A dozen Democrats shocked their Senate leadership on Wednesday by voting with Republicans to defeat a $141 billion package of tax incentives for individuals and businesses, as well as jobless benefits, aid to cash-strapped states, and a critical reimbursement fix for Medicare providers.
After a 45-52 vote, Senate Democratic leaders returned to the drawing board to see what kind of package they can formulate that can pass muster with those wary Democrats, anxious about voter anger against rising deficits and the $13 trillion debt, looking to trim down the measure that would have hit the already-ballooning deficit with another $80 billion.
Democrats, already aware the measure was likely to fall short of votes, are expected to quickly unveil a slimmed-down alternate package once they meet in a special caucus Wednesday afternoon to discuss a way forward. Leadership aides told Fox Tuesday that one was already in the works, dialing back many of the provisions in the current bill though not altering its general framework. One senior Democratic leadership aide said the $24 billion in Medicaid funding for the states was likely to remain unscathed, however.

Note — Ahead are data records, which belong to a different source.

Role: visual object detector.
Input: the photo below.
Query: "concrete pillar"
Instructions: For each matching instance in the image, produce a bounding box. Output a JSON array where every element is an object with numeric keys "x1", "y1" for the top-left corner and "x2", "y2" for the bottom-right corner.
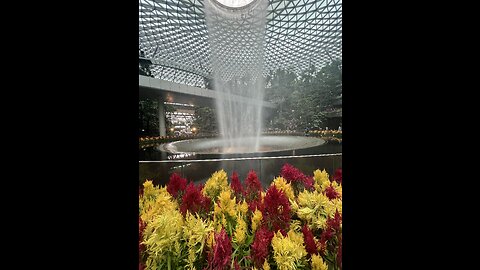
[{"x1": 158, "y1": 96, "x2": 167, "y2": 136}]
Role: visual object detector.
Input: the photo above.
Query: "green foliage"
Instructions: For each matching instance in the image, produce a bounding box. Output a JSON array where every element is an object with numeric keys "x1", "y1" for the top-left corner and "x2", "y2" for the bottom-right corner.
[
  {"x1": 265, "y1": 60, "x2": 342, "y2": 130},
  {"x1": 193, "y1": 107, "x2": 217, "y2": 133}
]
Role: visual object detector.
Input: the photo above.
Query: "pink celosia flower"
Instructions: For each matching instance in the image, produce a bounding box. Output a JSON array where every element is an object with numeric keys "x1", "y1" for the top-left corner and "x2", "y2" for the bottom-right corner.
[
  {"x1": 167, "y1": 173, "x2": 187, "y2": 198},
  {"x1": 332, "y1": 168, "x2": 342, "y2": 184},
  {"x1": 233, "y1": 258, "x2": 240, "y2": 270},
  {"x1": 250, "y1": 226, "x2": 273, "y2": 268},
  {"x1": 337, "y1": 237, "x2": 342, "y2": 270},
  {"x1": 325, "y1": 186, "x2": 340, "y2": 200},
  {"x1": 302, "y1": 224, "x2": 318, "y2": 254},
  {"x1": 211, "y1": 228, "x2": 232, "y2": 269}
]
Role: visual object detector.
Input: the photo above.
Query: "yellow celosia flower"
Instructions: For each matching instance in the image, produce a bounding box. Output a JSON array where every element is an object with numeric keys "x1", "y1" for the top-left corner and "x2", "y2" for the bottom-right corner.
[
  {"x1": 218, "y1": 189, "x2": 237, "y2": 217},
  {"x1": 296, "y1": 190, "x2": 335, "y2": 229},
  {"x1": 252, "y1": 209, "x2": 263, "y2": 233},
  {"x1": 271, "y1": 177, "x2": 295, "y2": 200},
  {"x1": 140, "y1": 187, "x2": 178, "y2": 222},
  {"x1": 312, "y1": 254, "x2": 328, "y2": 270},
  {"x1": 324, "y1": 200, "x2": 337, "y2": 218},
  {"x1": 263, "y1": 259, "x2": 270, "y2": 270},
  {"x1": 183, "y1": 212, "x2": 213, "y2": 269},
  {"x1": 143, "y1": 207, "x2": 183, "y2": 262},
  {"x1": 290, "y1": 219, "x2": 302, "y2": 232},
  {"x1": 234, "y1": 216, "x2": 247, "y2": 244},
  {"x1": 202, "y1": 170, "x2": 230, "y2": 202},
  {"x1": 272, "y1": 231, "x2": 307, "y2": 270},
  {"x1": 185, "y1": 249, "x2": 197, "y2": 270}
]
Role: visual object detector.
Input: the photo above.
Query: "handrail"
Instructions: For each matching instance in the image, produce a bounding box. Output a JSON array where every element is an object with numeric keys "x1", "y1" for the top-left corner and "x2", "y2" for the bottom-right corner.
[{"x1": 138, "y1": 153, "x2": 342, "y2": 163}]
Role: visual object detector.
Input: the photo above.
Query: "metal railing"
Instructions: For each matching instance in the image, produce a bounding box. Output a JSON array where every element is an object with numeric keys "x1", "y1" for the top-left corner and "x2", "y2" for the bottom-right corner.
[{"x1": 139, "y1": 153, "x2": 342, "y2": 186}]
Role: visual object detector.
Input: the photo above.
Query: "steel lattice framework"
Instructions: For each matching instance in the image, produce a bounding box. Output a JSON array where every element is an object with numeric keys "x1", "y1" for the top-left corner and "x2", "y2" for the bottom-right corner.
[{"x1": 139, "y1": 0, "x2": 342, "y2": 87}]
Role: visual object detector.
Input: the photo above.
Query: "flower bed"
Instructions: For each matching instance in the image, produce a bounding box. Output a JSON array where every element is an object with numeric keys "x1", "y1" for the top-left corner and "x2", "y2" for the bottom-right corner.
[{"x1": 139, "y1": 164, "x2": 342, "y2": 270}]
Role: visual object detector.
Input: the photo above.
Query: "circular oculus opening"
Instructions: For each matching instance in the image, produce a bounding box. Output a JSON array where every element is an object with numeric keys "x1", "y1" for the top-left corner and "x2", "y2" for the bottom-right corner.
[{"x1": 214, "y1": 0, "x2": 255, "y2": 8}]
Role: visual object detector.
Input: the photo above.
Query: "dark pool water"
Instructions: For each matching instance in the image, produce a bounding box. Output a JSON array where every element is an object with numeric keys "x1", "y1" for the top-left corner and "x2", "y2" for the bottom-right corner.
[{"x1": 139, "y1": 138, "x2": 342, "y2": 187}]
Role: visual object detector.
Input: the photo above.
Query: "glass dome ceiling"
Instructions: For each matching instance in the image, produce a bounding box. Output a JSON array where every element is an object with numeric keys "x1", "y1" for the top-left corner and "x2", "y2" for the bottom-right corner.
[{"x1": 139, "y1": 0, "x2": 342, "y2": 87}]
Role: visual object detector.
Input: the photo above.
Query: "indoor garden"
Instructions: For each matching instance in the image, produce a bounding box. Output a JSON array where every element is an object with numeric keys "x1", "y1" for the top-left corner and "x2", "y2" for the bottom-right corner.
[{"x1": 138, "y1": 0, "x2": 343, "y2": 270}]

Likely to be included, a proposal by Sen. Jon Tester, D-MT, that would trim off about $6 billion from the price tag by slimming down the unemployment benefits in the bill. Tester would strike a $25-per week hike in the payout of benefits, something that started in the stimulus bill earlier this year.
Sen. Debbie Stabenow, D-MI, said Tuesday, "I think everything, a lot of things, will be on the table," naming the Medicare doctor fix as a likely candidate. There is a 19-month patch to the current formula, stopping a whopping 21% cut in the doctors' federal reimbursement, that could get trimmed to merely fill out the remainder of 2010 or possibly 12 months, according to Democratic sources. Stabenow also said the Tester proposal was seen by many as presenting perhaps the best possible way forward to passage for the bill, though she does not support the actual reduction in benefits.
The senator criticized Republicans for voting for a larger bill in March that added more to the deficit than the bill currently on the floor, but a spokesman for Senate GOP Leader Mitch McConnell, R-KY, said the dynamics surrounding the debate have changed, most notably the nation has hit the $13 trillion debt mark.
Stabenow saw a different cause. "Politics. It's all politics. They think this is what voters want this fall, so that's what they're after," the senator accused.
The group of Democrats voting with Republicans on Wednesday, largely centrists, includes: Sens Mark Begich of Alaska, Russ Feingold and Herb Kohl of Wisconsin, Mary Landrieu of Louisiana, Joe Lieberman of Connecticut, Claire McCaskill of Missouri, Ben Nelson of Nebraska, Bill Nelson of Florida, Mark Pryor of Arkansas, and Jim Webb of Virginia.